Efforts to unionize managers could make it harder for cities to trim their budgets, according to Michael Kolb, executive director of the National Public Employer Labor Relations Association, a trade group for high-level government managers, who often negotiate with unions. "It’s a roadblock to balance the budget, because it’s another process you have to go through," he said.

While nonunion supervisory workers represent just a small slice of government employees, in many cases they are "on the chopping block first" because governments can reduce pay and benefits unilaterally, according to Mr. Kolb.

That’s what happened in Emeryville, Calif., a small city just across the bay from San Francisco. Last summer, Emeryville managers lost the ability to get cash in lieu of certain days off.

Hoping to ward off more anticipated cuts, some two dozen managers formed the Confidential, Administrative, Managerial and Professional Employees union late last year. Margaret O’Brien, the new union’s president, cited a July city council meeting, when a council member said the city was cutting managers’ benefits because, unlike with unions, they could do so without negotiating. "The question becomes at what point do they stop imposing because they can?" Ms. O’Brien said.

Ms. O’Brien has never been in a union and said it felt "a little unusual" being a union president now. Her small group was decidedly against affiliating with a national group, such as the Service Employees International Union that represents many of the city’s lower-level workers. "The overwhelming concern was when you associate with a national group, their politics can be your politics," she said.

Public-sector unions at the state and local levels have no federal protection and are governed by state law. Twenty-five states and the District of Columbia give collective bargaining rights to most types of public workers, according to the American Federation of State, County and Municipal Employees.

Managers at the state and local level can typically join unions, in contrast to private-sector managers, who are generally barred from joining unions under federal labor law. Public-sector managers often form their own bargaining units, but in some cases they can join the same unions as their staff, creating potential bargaining conflicts over pensions and other issues.

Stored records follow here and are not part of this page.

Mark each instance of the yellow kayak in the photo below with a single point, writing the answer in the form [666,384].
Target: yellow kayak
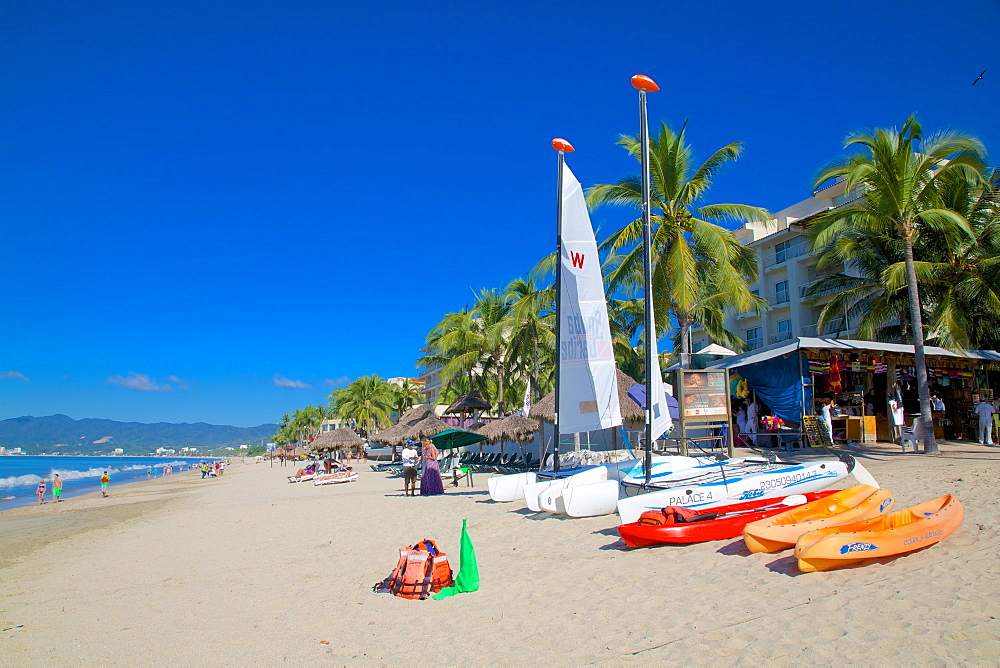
[781,531]
[896,533]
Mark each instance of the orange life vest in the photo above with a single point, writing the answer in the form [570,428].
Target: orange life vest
[422,570]
[672,515]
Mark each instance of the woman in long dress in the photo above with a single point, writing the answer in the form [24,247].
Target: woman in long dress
[430,482]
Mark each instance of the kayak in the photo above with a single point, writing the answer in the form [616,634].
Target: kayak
[781,531]
[724,483]
[719,524]
[593,496]
[898,532]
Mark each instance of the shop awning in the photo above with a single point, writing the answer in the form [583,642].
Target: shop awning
[817,343]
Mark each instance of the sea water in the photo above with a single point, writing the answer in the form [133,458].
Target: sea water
[20,474]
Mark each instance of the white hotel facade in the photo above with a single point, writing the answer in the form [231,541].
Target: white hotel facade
[786,270]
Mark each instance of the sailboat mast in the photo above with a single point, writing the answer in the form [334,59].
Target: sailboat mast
[562,147]
[644,83]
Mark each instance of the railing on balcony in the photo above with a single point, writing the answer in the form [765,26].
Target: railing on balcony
[835,326]
[779,256]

State and local tax revenues, though once again growing, are still below peak levels in 2008, and money from the 2009 federal stimulus act, which helped prop up budgets, has been largely spent. Concerns about cities’ ability to get their fiscal houses in order have roiled the municipal bond market, raising borrowing costs for many cities.

In general, unions have had more success organizing new members in the public sector, compared with the private sector, which is one reason a majority of union members now work for the government. Unions win more than 90% of organizing elections in the public sector, compared with roughly 65% in the private sector, according to Kate Bronfenbrenner, director of labor education research at Cornell University. She attributes the higher success rate partly to less opposition by government agencies to union organizing.